В ноябре 1770 года под предлогом необходимости отразить якобы готовившийся набег казахов Младшего жуза Убаши приказал калмыцкому войску собираться на левой стороне Волги — между Черным Яром и Астраханью. 4 января 1771 года в районе Рын-песков хан объявил своему народу о решение двигаться в Джунгарию, после чего почти вся кочевая орда — по некоторым данным, за Убаши последовало три четверти из 40 тысяч калмыцких кибиток — двинулась в путь.
В авангарде орды находилось 10-тысячное войско во главе с нойнонами Бамбаром и Шеаренгом. За северный фланг отвечали Кирип и Аксахал с 5-тысячным отрядом, за южный — Моомут-Убаши и Эмеген-Убаши, в распоряжении которых находились также 5 тысяч воинов. В арьергарде движения следовали Убаши и Цебек-Дорджи с 20-тысячным войском. С собой орда, у которой, помимо прочего, имелась на вооружение и собственная артиллерия, гнала скот в количестве приблизительно полумиллиона голов.
Сразу после начала похода калмыки разбили несколько русских наблюдательных отрядов, достигли Яика (Урала, Жайыка), разгромили казачьи форпосты Яицкой линии и вступили в земли казахов Младшего жуза.
На ледяной Эмбе
Во главе Младшего жуза тогда стоял Нуралы-хан, сын Абулхайра, который еще в 1731 году присягнул на верность российской короне. Его наследник также придерживался пророссийского курса своего отца, получая из императорской казны ежегодное жалованье в размере 600 рублей. Хан так же, как ранее Бекетов, пытался проинформировать Санкт-Петербург о намерениях калмыков уйти на восток. Одновременно он жаловался оренбургскому губернатору Ивану Рейнсдорпу на разбойничьи действия соседей, которые в начале 1770 года совершили крупный набег на кочевья Младшего жуза:
«Я пред сим Вашему превосходительству доносил, что взятому у нас калмыками скоту числа не знаю, и что в разных местах людей много побито, и живые увезены, и теперь по справке о числе того скота доношу: баранов и овец взято 152 табуна, верблюдов — 281, лошадей [121 300]. Собственных моих людей — 4090, да ночью вновь 3600 баранов взяли, коров взято — 3400».

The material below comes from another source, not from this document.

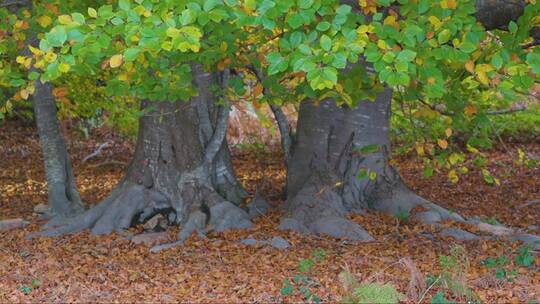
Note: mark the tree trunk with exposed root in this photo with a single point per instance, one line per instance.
(181, 168)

Жалоба Нуралы дошла до Санкт-Петербурга. Но Екатерина II ответствовала, что, мол, калмыки «будучи под высочайшею протекцию ея императорского величества, имеют счастие, как киргиз-кайсацкой народ, пользоваться всеми к жити человеческой нужными выгодностями, а притом и непорочною справедливостью». Так что никаких санкций в отношении налетчиков в итоге принято не было.

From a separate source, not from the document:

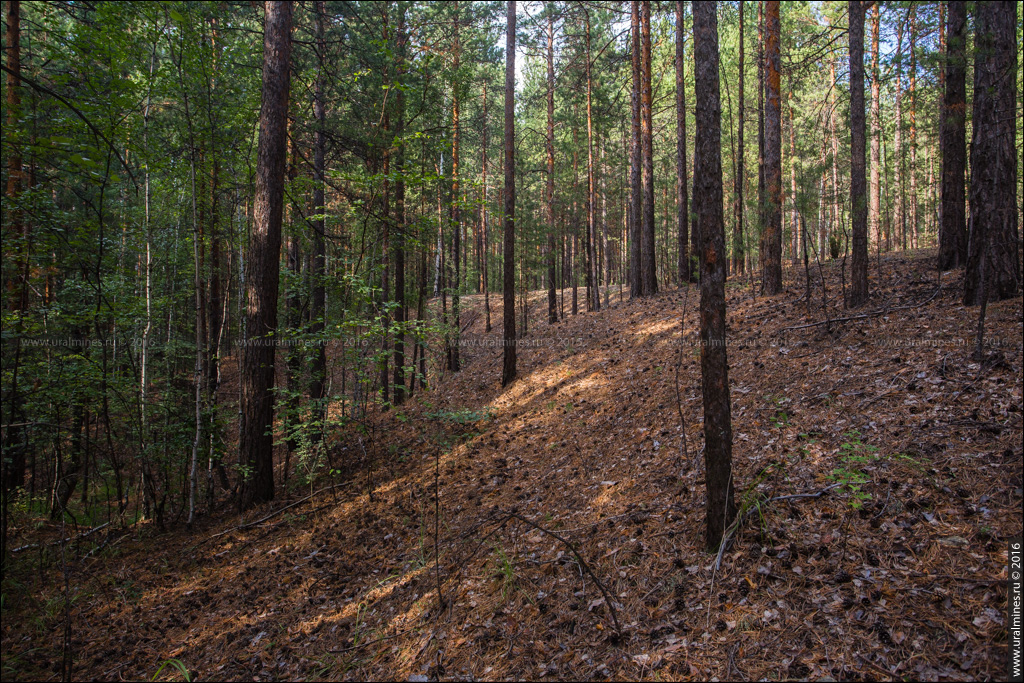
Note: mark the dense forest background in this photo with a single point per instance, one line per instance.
(138, 245)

Вообще, взаимные набеги были не редкостью в отношениях поволжских калмыков и племен Младшего жуза. Например, в 1737 году более тысячи вооруженных казахов, переправившись через Яик, атаковали пограничные кочевья Калмыцкого ханства. А на следующий год более 22 тысяч казахских воинов перешли Яик и Волгу и дошли аж до реки Кумы, впадающей в Каспий на границе сегодняшних Калмыкии и Дагестана. Как отмечает российский историк Илья Торопицын, «казахи воспринимали калмыков как соплеменников джунгар, поэтому, несмотря на принятие ими российского подданства, смотрели на калмыков враждебно», и это, помимо традиционных споров из-за скота и пастбищ, добавляло конфликтности в отношения двух народов.
Хотя, что касается набега 1770 года, то некоторые исследователи выводят его за рамки обычного грабежа — вероятно, калмыки рассчитывали пополнить свое поголовье скота и расчистить дорогу к Яику конкретно с учетом готовящегося похода на восток.
24 января 1771 года Екатерине II было доложено об исходе калмыков и российское правительство решило употребить «все старание о их к Волге возвращении». Яицким казакам, оренбургскому губернатору, Нуралы-хану и правителю Среднего жуза Абылай-хану были отправлены соответствующие циркуляры. Власти предписывали:
«Сколько и где возможно будет, чинить над означенными бунтовщиками-калмыками поиск, везде их разбивать, назад возвращать и имущество истреблять, табуны отгонять и в полон их, а наипаче лучших чиновных людей и их детей брать, стараясь, сколько будет возможно, захватить самого наместника ханства».
Чтобы остановить калмыков, Нуралы-хан попросил у царских властей вспомогательных войск и артиллерию, однако те оставили его просьбу без внимания, так что казахам пришлось справляться в одиночку. Из Оренбурга их к противостоянию с беглецами подталкивал губернатор Рейнсдорп, признававшийся в личной переписке, что, дескать, никаких иных способов остановить калмыков не осталось:
«Как токмо писано от меня еще к киргис-кайсацкому Нуралы-хану, дабы он тотчас, собрав киргисцов своих, против них, колмаков, выехал, и старался их разбить и имением их воспользоваться, а самих их, ежели в силах найдется, в здешнюю сторону возвратить».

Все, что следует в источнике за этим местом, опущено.